Secrets in Frontend JavaScript: The Bundle Leak
API keys and tokens baked into client-side bundles are public the moment you ship. We cover what leaks, how recon finds it, and how to keep secrets server-side.
Anything shipped in a frontend bundle is public — the browser downloads and parses your JavaScript to run it, so every constant, comment, and config value is readable by anyone who opens DevTools. To a researcher doing recon, the bundle is a free credential dump waiting to be parsed. This is how to find the secrets and prove they work.
Finding it
Secrets keep landing in client code because a build-time environment variable feels private even when it is inlined. Your recon job is to collect every script the app loads and scan it.
What actually leaks:
- Third-party API keys with broad scopes (payment, email, maps, analytics).
- Cloud access keys mistakenly inlined into config.
- Internal API hostnames, feature flags, and undocumented endpoints.
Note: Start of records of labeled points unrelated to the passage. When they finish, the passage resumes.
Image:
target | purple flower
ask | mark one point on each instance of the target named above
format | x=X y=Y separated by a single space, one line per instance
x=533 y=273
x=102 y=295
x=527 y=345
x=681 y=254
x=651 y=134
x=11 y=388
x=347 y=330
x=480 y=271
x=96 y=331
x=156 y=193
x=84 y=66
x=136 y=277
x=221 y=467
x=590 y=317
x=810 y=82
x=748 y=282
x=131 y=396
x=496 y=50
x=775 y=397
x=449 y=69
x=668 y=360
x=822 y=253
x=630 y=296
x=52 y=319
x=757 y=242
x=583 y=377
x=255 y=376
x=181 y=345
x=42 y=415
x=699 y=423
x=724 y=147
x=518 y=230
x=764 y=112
- Source maps that reconstruct the original commented source.
The pipeline:
- Crawl the site and collect every JS asset, including lazily-loaded chunks.
- Run secret-scanning regexes (key prefixes, high-entropy strings) over the contents.
- Pull source maps where exposed to recover readable code and comments.
- Diff bundles over time to catch newly introduced keys.
# Collect every JS URL the app references, fetch them, then scan
katana -u https://app.example.com -silent -jc \
| grep -E '\.js($|\?)' | sort -u > js_urls.txt
mkdir -p bundles && wget -q -i js_urls.txt -P bundles/
# Hunt high-value key shapes
grep -rEn 'sk_live_[0-9a-zA-Z]{20,}|AKIA[0-9A-Z]{16}|AIza[0-9A-Za-z_-]{35}|ghp_[0-9A-Za-z]{36}' bundles/
# Or use a dedicated scanner
trufflehog filesystem bundles/ --only-verified
A leaked key in a compiled bundle looks like this:
const config = {
apiBase: "https://internal-api.example.com",
analyticsKey: "sk_live_9f2c...REDACTED...", // now public
featureFlags: { betaPaymentsAdminPanel: true }
};
Proof of concept
Finding the string is half of it — proving it is live and privileged is the finding. Recover commented source via an exposed source map, then validate the key against the third-party API with a read-only call:
# 1. Pull the source map to recover readable code (note the // sourceMappingURL comment)
curl -s https://app.example.com/static/main.js.map -o main.js.map
npx source-map-explorer bundles/main.js # or unpack the .map to read originals
# 2. Validate the recovered key with a benign, read-only request
curl -s https://api.stripe.com/v1/account \
-u "sk_live_9f2c...REDACTED...:" # 200 with account data == live key
A 200 returning real account data proves the key is valid and active. For a cloud key, the equivalent benign proof is identity, not action:
AWS_ACCESS_KEY_ID=AKIA... AWS_SECRET_ACCESS_KEY=... \
aws sts get-caller-identity # prints the principal == valid creds
Stop at proof — do not exercise destructive or charge-incurring endpoints.
Going further
The severity depends entirely on what the key can do. A read-only, origin-restricted analytics key is minor; a broadly-scoped server-side key inlined by mistake can mean data exfiltration, fraudulent charges, or full account compromise of a third-party service. So after confirming a key is live, enumerate its scope with read-only probes (list resources, read account settings) to show the blast radius.
The build-time variable trap is worth understanding for finding more of these: frameworks that inline NEXT_PUBLIC_/VITE_/REACT_APP_-prefixed variables make it trivial to ship a secret, and the naming convention is a warning, not a protection — grep specifically for those prefixes in bundles. Because the same tooling watches public repos and runs continuously, a leaked key is often found within hours of deploy; assume scanning is already running against everything published.
Capture the bundle URL, the exact key string (redacted in the report), and the validating response proving it is live. Test only keys belonging to assets you are authorized to assess, and use read-only calls.